Charles Bingley Stuart was an American judge who served on the United States Court for the Indian Territory between 1893 and 1895.

==Early life and education==
Charles Bingley Stuart was born on April 4, 1857, in Mecklenburg County, Virginia, to Virginia and John William Stuart. The family moved to Louisiana when he was young, but at sixteen he return to Virginia to attend Randolph-Macon College. After graduation he moved to Texas, read the law, and practiced in Texas. He married Blandina Cutliffe in 1884. Before his appointment to the bench, he partnered with his future successor William Yancey Lewis in Gainesville, Texas. He was a member of the Democratic Party.

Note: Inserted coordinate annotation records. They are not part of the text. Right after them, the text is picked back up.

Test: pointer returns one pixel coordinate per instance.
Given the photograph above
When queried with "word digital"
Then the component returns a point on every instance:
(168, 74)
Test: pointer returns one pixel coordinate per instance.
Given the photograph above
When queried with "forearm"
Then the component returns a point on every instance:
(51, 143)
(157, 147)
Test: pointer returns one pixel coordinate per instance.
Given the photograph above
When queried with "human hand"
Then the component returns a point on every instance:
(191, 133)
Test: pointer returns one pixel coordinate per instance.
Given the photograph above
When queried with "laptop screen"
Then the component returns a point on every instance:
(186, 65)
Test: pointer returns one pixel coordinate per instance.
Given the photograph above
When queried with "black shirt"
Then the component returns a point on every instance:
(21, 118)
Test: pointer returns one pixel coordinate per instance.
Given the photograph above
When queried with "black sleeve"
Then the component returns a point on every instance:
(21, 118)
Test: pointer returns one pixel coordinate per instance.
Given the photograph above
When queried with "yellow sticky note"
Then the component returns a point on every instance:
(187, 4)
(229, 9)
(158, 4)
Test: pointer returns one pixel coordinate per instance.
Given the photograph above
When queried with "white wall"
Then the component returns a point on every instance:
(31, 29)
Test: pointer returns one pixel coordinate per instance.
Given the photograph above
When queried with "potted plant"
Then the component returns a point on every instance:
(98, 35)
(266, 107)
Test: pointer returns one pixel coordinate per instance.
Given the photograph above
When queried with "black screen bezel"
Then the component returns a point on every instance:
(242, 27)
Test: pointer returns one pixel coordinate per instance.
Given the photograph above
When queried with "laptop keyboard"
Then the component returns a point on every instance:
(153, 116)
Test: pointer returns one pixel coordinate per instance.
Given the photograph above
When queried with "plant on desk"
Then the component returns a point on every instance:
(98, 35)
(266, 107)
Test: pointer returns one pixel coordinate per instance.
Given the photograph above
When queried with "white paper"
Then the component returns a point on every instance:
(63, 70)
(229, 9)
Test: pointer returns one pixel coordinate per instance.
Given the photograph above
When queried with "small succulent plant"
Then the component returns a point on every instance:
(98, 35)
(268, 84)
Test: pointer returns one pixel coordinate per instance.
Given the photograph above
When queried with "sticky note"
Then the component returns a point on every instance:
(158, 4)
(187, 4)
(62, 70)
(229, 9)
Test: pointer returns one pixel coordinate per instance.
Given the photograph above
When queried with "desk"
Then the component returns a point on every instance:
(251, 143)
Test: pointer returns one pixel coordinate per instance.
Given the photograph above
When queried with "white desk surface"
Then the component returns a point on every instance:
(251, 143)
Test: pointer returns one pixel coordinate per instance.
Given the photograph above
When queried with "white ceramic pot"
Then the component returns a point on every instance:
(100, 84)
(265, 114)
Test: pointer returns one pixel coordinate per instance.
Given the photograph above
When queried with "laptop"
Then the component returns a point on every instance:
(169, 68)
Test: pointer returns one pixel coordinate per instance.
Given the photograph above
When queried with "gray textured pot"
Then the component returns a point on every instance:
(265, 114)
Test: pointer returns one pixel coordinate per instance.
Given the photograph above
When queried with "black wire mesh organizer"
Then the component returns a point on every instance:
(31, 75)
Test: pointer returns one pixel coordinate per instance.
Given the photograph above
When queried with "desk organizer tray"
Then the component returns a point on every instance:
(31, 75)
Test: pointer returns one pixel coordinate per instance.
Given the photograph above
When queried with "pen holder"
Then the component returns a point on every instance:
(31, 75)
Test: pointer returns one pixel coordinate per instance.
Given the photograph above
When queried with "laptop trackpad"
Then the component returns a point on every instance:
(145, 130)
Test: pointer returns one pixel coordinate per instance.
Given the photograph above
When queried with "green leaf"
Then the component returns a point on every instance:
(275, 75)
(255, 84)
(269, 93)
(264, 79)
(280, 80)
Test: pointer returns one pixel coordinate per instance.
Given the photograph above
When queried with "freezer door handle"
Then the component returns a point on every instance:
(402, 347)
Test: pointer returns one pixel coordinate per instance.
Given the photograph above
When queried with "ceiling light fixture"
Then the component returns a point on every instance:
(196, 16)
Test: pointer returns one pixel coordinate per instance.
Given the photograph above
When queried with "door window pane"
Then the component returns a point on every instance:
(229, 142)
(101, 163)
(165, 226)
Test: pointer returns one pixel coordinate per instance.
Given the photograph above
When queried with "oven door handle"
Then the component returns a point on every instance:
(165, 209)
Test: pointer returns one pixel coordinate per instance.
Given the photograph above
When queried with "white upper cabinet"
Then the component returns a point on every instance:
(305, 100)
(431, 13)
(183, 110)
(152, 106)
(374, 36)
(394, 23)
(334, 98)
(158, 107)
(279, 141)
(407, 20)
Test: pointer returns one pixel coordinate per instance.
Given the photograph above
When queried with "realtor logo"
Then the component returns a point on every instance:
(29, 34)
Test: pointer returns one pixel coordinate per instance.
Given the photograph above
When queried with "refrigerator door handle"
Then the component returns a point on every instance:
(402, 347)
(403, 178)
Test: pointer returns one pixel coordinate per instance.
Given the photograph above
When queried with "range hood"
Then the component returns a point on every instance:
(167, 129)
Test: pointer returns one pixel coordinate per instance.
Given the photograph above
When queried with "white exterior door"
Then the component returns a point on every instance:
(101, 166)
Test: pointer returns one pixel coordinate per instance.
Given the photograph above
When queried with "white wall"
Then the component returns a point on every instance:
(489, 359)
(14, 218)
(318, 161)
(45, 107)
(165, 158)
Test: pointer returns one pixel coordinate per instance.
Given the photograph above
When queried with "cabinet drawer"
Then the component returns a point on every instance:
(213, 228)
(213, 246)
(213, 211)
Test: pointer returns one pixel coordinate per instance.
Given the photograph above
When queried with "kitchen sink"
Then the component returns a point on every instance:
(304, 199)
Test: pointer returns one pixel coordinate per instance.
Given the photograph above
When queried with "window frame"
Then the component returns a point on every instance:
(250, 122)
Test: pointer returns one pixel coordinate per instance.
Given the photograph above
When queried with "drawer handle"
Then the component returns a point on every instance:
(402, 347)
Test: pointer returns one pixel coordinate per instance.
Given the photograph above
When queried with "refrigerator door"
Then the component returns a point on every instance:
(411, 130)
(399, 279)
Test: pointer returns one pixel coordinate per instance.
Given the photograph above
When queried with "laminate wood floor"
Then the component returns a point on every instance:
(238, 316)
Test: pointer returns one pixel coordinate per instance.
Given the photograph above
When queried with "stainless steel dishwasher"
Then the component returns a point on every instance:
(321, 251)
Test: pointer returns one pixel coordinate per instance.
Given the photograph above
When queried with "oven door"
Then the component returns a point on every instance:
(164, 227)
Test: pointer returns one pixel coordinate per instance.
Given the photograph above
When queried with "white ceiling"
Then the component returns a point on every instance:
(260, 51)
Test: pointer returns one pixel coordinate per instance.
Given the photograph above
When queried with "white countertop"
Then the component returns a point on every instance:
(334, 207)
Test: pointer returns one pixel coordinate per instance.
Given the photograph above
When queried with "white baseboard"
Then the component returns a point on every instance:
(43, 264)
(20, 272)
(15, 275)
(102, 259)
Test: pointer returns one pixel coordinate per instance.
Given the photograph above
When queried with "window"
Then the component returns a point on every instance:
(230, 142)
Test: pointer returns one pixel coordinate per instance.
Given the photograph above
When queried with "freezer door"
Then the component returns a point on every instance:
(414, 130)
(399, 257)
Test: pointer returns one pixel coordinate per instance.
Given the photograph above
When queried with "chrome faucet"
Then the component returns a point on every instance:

==Judge for Indian Territory==
President Grover Cleveland appointed Stuart to the United States Court for the Indian Territory to succeed James Shackelford and the Senate confirmed his nomination on March 27, 1893. In 1895, Congress separated the Court for the Indian Territory into three districts: the Northern, Central, and Southern. Stuart was assigned to the Central District. Later that year, he resigned and was succeeded by William Yancey Lewis. After he retired he returned to private practice where he would defend Phil Kennamer, the son of Judge Franklin Elmore Kennamer, during his murder trial and manage the estate of Charles Page. He was inducted into the Oklahoma Hall of Fame in 1933. He served as president of the Indian Territory Bar Association and later the Oklahoma Bar Association. He died on October 30, 1936, and was buried at Fairlawn Cemetery in Oklahoma City.